As Calvin sums up this dismal truth:
“Eternal life is promised to us, but it is promised to the dead; we are told of the resurrection of the blessed, but meantime we are involved in corruption; we are declared to be just, but sin dwells within us; we hear we are blessed, but meantime we are overwhelmed with untold miseries; we are promised an abundance of all good things, but we are often hungry and thirsty; God proclaims that he will come to us immediately, but seems deaf to our cries…. Faith is therefore rightly called…the evidence of things not seen.” [Com. Hebrews, 157-158]
Such is life and such is salvation and such is the covenant of God and such are the three great perspectives of the Word of God on the salvation of sinners. It is so from the beginning of the Bible to the end, it is so in the history of God’s people since the first century, and it is most definitely true in your personal history and mine: the sovereign grace of God, the summons issued to us and our responsibility to believe and obey, and the seriously imperfect faith and life of even the most faithful Christians. Is this not salvation in the Bible? And is this not what we must know and take to heart every day of our lives.
- It is by grace that we have been saved, not by our own works or effort. As Paul, a champion of God’s grace, would put it:
“It is because of [God] that you are in Christ Jesus, who became to us wisdom…righteousness…sanctification and redemption, so that, as it is written, ‘Let the one who boasts, boast in the Lord.” [1 Cor. 1:30-31]
- It is by faith that we receive the promises of God. As we read in Hebrews 10 and 11:
“By faith Abraham made his home in the Promised Land like a stranger in a foreign country…as did Isaac and Jacob who were heirs of the same promise (11:9-10). … So do not throw away your confidence; it will be richly rewarded. You need to persevere so that when you have done the will of God, you will receive what he has promised. We are not of those who shrink back and are destroyed, but of those who believe and are saved.” [10:35-39]
- And, then, we who believe must struggle throughout our lives until we finally attain to the perfection to which we have been called.
“Wretched man that I am! Who will deliver me from this body of death? Thanks be to God through Jesus Christ our Lord.”
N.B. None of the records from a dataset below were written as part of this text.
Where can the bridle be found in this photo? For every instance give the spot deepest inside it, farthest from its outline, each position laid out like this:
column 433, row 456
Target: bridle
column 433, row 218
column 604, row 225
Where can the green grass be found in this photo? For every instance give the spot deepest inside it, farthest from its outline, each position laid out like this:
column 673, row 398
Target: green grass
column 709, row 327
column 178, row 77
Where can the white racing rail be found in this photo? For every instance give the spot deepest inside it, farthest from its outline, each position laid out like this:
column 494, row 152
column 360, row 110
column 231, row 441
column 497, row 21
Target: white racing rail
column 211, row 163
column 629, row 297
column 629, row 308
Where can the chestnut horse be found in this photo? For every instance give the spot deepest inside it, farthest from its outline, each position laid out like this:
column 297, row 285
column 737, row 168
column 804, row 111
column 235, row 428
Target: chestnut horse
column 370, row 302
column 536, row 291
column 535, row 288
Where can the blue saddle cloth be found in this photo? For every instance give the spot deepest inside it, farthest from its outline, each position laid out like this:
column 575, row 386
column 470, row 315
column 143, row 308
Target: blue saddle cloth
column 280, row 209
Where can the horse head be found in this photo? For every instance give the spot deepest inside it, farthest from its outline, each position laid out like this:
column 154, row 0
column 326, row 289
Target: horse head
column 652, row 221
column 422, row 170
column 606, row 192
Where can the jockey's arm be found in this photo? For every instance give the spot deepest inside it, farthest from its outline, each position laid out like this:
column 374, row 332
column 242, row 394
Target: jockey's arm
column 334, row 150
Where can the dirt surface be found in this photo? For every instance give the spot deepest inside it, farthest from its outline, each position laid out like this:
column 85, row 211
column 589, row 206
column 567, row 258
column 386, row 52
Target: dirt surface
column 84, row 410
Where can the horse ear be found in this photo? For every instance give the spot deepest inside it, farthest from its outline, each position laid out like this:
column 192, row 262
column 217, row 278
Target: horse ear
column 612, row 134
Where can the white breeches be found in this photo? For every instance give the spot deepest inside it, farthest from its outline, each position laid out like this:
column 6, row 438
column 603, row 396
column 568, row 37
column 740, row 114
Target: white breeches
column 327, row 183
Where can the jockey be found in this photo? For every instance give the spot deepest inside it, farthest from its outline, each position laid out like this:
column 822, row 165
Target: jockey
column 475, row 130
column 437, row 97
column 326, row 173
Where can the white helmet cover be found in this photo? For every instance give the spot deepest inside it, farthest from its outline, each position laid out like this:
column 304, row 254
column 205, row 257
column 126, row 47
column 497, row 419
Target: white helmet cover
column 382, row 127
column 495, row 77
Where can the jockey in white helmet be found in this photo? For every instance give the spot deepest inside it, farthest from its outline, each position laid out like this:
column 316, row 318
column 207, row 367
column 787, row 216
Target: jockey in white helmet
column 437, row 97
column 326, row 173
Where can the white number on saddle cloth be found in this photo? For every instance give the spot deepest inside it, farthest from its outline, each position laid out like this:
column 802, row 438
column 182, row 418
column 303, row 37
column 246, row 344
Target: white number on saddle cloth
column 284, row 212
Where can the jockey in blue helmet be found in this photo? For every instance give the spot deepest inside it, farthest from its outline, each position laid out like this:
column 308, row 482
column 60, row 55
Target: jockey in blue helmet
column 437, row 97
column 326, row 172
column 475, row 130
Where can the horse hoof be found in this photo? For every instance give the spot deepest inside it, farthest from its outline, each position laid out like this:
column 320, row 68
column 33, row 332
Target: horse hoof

Lament and thanksgiving side by side. The Bible, the Christian faith, and the Christian life in a nutshell. Now go and live it with all your heart, your strength, and your mind: Grateful for God’s love pitched on you in defiance of your utter undeserving; pitched on you when it so easily might not have been pitched on you; pitched on you when it was not pitched on so many others; determined to be a faithful follower of the Lord to the end of your days as they must be who would be saved; and willing to bear the trial of your own imperfection and the incompleteness of your salvation until the day, the happy day, when we shall be perfect because we shall see him as he is!